Jakarta–Detakpos-Kopi merupakan minuman yang diminati oleh masyarakat di seluruh dunia. Data International Coffe Organization (ICO) menunjukkan konsumsi kopi dunia pada periode 2016/2017 tumbuh 1,9% menjadi 157,38 juta karung berisi 60 kg dari periode sebelumnya.
Tumbuhnya konsumsi kopi global memberikan dampak positif bagi Indonesia sebagai negara eksportir kopi terbesar kedua dunia.
Berdasarkan data Direktorat Jenderal Perkebunan Kementerian Pertanian, kopi Indonesia yang diekspor mencapai 467.790 ton dengan nilai US$ 1,19 miliar atau setara Rp 16 triliun dengan kurs rupiah Rp 14 ribu per dolar Amerika Serikat,” ungkap Ketua Umum Dewan Pimpinan Pusat Gerakan Mahasiswa Nasional Indonesia (DPP GMNI)
GMNI Arjuna Putra Aldino.
Dia mengungkapkan, meningkatnya ekspor komoditas tersebut seringkali tidak berbanding lurus dengan kesejahteraan petani produsen.
“Nasib petani kopi tak seharum wangi kopi.

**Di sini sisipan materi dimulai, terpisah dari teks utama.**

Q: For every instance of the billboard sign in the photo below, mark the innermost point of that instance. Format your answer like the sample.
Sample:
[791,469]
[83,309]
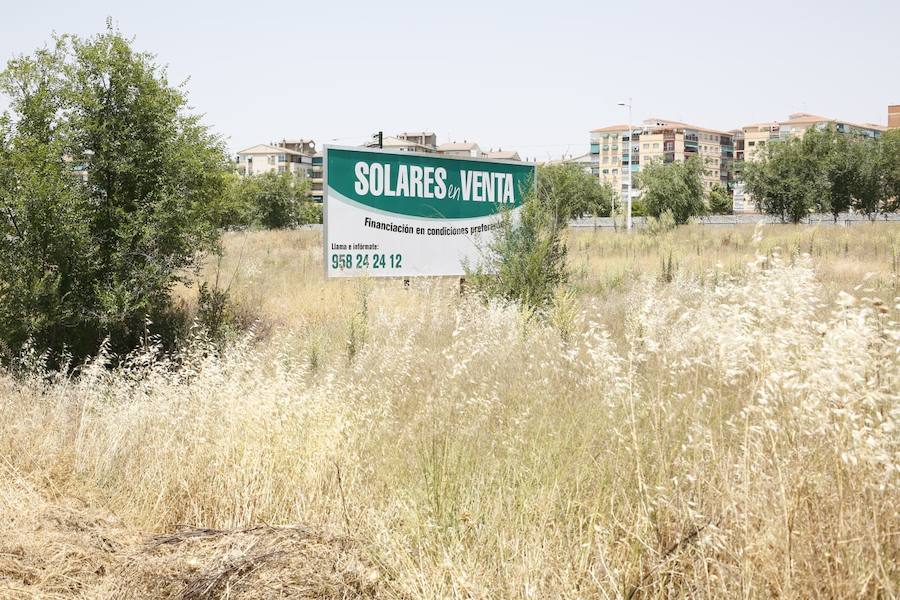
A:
[405,214]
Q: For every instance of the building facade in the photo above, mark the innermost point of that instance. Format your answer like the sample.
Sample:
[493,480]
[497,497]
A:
[503,155]
[272,158]
[616,149]
[894,116]
[750,140]
[467,149]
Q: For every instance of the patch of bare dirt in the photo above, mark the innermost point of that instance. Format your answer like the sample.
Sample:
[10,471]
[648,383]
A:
[64,548]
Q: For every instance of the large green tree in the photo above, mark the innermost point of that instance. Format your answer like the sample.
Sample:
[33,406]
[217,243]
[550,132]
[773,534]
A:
[526,262]
[676,188]
[269,201]
[826,171]
[719,201]
[105,185]
[889,166]
[785,181]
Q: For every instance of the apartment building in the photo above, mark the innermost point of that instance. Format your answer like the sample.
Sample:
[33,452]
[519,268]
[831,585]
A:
[422,138]
[287,156]
[400,144]
[316,176]
[501,154]
[467,149]
[615,149]
[751,139]
[894,116]
[584,161]
[610,153]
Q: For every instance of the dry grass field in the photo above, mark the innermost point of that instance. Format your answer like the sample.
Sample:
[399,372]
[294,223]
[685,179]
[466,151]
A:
[712,413]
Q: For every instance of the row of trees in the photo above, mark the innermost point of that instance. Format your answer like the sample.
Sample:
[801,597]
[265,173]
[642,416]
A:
[676,189]
[269,201]
[826,171]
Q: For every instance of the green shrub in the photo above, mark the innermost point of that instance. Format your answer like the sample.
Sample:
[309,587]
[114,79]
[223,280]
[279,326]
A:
[526,262]
[675,187]
[105,187]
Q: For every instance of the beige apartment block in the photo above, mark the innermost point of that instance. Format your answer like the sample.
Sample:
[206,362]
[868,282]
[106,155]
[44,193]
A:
[894,116]
[468,149]
[422,138]
[502,154]
[268,158]
[750,140]
[664,141]
[608,147]
[399,144]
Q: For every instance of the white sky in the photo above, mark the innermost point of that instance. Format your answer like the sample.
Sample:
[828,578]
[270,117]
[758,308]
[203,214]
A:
[531,76]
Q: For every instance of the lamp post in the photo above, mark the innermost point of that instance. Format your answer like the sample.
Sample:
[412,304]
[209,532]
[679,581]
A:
[630,151]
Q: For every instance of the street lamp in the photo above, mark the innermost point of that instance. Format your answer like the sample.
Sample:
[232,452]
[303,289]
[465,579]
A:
[630,152]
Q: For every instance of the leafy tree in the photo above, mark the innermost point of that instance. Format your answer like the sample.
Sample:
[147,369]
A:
[870,173]
[827,171]
[784,181]
[889,166]
[675,187]
[568,192]
[719,200]
[105,184]
[271,201]
[280,200]
[526,262]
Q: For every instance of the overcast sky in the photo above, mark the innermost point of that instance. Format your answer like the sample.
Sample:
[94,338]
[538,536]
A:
[535,77]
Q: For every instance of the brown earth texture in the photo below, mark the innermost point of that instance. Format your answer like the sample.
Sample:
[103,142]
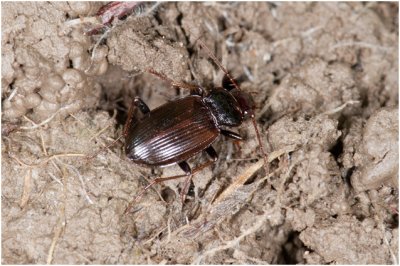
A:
[324,78]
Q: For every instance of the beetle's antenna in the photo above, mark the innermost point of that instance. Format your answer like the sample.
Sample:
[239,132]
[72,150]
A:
[210,54]
[216,61]
[265,155]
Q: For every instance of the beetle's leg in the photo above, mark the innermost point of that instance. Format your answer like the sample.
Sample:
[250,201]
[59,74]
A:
[163,179]
[139,103]
[230,134]
[186,168]
[227,83]
[212,153]
[194,89]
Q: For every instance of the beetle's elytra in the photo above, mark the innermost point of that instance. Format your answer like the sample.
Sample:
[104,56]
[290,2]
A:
[178,130]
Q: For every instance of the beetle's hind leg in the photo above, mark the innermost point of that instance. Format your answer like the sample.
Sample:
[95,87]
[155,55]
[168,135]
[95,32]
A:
[214,156]
[209,150]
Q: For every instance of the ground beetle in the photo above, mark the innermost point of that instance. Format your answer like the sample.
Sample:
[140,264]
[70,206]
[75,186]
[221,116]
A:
[178,130]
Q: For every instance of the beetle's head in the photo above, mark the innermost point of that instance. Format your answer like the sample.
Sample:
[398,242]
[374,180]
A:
[230,107]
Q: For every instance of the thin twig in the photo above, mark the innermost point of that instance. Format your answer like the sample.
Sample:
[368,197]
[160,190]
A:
[40,124]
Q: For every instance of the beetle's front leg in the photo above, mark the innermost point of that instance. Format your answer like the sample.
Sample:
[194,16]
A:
[139,103]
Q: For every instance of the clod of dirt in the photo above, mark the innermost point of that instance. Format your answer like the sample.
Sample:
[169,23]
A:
[137,47]
[324,77]
[40,79]
[316,87]
[345,241]
[378,154]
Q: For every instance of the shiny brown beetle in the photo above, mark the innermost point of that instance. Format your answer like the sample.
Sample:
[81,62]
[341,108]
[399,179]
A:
[178,130]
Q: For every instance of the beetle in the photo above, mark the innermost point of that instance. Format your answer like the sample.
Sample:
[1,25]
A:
[180,129]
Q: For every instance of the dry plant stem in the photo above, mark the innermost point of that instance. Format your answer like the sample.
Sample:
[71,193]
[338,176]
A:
[340,108]
[85,194]
[235,242]
[61,221]
[43,162]
[239,181]
[27,188]
[41,123]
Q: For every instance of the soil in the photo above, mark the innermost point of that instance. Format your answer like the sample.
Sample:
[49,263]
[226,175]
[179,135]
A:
[324,78]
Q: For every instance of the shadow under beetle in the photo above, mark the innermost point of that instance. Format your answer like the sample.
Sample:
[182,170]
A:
[178,130]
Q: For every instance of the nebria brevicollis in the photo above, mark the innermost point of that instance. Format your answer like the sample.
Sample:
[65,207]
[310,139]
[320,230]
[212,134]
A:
[178,130]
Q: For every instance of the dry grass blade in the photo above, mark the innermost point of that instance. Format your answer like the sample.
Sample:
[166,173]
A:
[27,189]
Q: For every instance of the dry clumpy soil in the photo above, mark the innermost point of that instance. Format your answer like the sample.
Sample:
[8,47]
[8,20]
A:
[324,77]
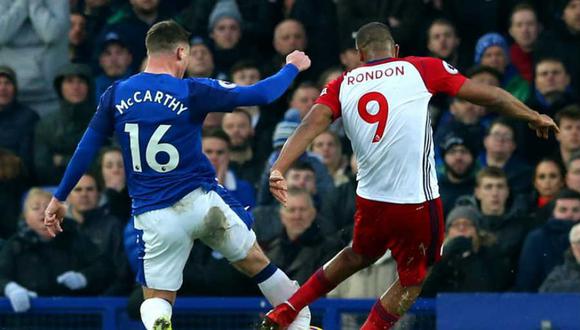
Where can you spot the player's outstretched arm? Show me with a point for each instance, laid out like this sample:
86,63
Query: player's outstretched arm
503,102
316,121
268,90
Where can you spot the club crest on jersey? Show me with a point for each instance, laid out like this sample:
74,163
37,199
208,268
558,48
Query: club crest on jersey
450,68
226,84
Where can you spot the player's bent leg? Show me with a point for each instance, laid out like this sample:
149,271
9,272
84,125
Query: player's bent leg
156,309
339,268
274,284
391,306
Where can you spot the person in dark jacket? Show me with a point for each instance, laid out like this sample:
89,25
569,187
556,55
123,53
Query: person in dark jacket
33,263
17,121
104,229
470,261
301,248
58,134
562,40
500,146
457,177
499,214
544,247
115,196
566,277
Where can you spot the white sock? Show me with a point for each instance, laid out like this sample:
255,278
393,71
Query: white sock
152,309
277,289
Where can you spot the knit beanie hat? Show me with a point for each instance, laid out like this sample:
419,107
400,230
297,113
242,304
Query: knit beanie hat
224,8
285,128
462,212
7,72
489,40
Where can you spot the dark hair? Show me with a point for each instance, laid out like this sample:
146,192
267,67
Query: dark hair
374,36
216,133
474,71
441,21
550,59
567,193
571,111
244,65
165,36
489,172
521,7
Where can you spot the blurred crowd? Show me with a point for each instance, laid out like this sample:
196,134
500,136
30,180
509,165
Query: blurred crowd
511,200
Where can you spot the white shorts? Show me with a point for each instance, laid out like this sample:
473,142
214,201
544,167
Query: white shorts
167,236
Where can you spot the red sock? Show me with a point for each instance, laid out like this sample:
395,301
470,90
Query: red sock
379,318
316,287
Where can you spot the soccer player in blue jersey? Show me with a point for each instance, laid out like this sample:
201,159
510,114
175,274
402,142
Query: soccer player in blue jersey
157,118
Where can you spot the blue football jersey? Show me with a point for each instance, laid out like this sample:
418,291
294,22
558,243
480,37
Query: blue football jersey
157,119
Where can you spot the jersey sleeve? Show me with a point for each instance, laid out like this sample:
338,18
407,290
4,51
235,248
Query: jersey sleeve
103,121
438,75
330,97
211,95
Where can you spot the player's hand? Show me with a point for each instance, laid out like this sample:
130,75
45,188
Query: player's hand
299,59
278,186
543,125
53,216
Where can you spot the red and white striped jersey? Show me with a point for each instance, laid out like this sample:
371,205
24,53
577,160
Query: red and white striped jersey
383,106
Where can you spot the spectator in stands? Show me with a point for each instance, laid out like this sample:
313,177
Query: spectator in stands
457,177
443,43
58,134
201,62
115,61
284,129
573,172
104,229
470,261
79,48
215,145
300,175
301,248
465,116
562,40
566,277
544,247
552,93
17,121
34,263
244,162
492,50
404,19
131,23
524,29
225,32
303,97
12,186
339,206
568,119
500,215
499,150
328,146
112,179
33,41
548,181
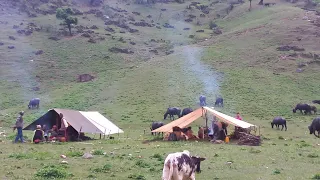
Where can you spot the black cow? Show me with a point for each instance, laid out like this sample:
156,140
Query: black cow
302,107
219,102
172,111
315,126
277,121
156,125
35,102
186,111
202,99
314,109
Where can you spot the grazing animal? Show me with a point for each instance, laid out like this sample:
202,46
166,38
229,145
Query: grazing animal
180,165
202,99
302,107
219,102
315,126
314,109
35,102
172,111
316,101
156,125
186,111
277,121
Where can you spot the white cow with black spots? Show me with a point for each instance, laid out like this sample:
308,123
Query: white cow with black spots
181,166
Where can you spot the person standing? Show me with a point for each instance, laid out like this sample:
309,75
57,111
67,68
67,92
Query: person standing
19,126
238,116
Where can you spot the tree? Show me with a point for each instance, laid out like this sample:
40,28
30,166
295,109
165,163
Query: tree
65,14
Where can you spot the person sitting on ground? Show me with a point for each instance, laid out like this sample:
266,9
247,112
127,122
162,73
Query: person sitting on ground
54,132
46,132
38,135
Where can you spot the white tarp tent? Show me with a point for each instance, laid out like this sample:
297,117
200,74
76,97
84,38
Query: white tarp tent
229,119
102,123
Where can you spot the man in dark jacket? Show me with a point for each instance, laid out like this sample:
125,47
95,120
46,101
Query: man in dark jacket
19,126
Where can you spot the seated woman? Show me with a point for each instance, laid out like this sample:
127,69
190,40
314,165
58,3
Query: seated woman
54,132
38,135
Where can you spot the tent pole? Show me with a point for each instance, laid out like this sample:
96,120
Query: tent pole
79,133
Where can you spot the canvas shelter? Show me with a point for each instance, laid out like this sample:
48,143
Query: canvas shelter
81,121
191,117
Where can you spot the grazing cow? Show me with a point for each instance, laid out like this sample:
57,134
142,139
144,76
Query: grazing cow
314,109
180,165
186,111
156,125
302,107
202,99
219,102
279,121
315,126
34,103
316,101
172,111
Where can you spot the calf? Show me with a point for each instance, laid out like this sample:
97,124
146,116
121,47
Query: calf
156,125
34,103
219,102
279,121
181,165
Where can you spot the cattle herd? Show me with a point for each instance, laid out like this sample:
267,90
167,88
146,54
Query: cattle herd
181,165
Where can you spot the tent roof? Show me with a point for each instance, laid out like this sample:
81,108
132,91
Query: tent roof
229,119
181,122
88,122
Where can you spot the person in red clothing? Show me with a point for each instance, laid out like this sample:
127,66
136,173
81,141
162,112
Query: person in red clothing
238,116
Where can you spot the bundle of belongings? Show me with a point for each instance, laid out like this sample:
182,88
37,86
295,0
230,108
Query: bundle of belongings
180,134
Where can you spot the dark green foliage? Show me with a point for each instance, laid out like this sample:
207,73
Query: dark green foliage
66,15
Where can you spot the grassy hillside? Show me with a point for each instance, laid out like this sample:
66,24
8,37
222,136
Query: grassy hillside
242,64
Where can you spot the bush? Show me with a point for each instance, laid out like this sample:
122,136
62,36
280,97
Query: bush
52,172
98,152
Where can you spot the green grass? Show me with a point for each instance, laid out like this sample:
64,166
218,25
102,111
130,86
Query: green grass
134,90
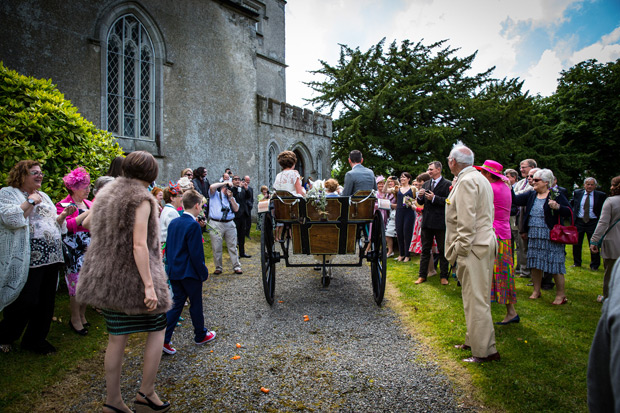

Banyak petani kopi justru tercatat sebagai penerima bantuan beras rakyat miskin (raskin). Artinya mereka tercatat sebagai penduduk miskin yang mengandalkan subsidi pangan dari pemerintah”, ungkap Arjuna, kemarin.
Berdasarkan data Badan Perencanaan Pembangunan Penelitian dan Pengembangan Daerah (Bapelitbangda) KBB mencatat jumlah warga miskin di Bandung Barat sebesar 11,15% atau sekitar 198.644 orang. Padahal daerah tersebut merupakan salah satu daerah penghasil kopi arabika jenis premium Java Preanger dengan jumlah produksi 1.000 ton per tahun.
Menurut Arjuno, hal ini disebabkan karena mayoritas petani tidak memiliki posisi tawar dalam menentukan harga jual kopi, yang membuat kehidupan mereka miskin meski bisnis kopi terus menggeliat.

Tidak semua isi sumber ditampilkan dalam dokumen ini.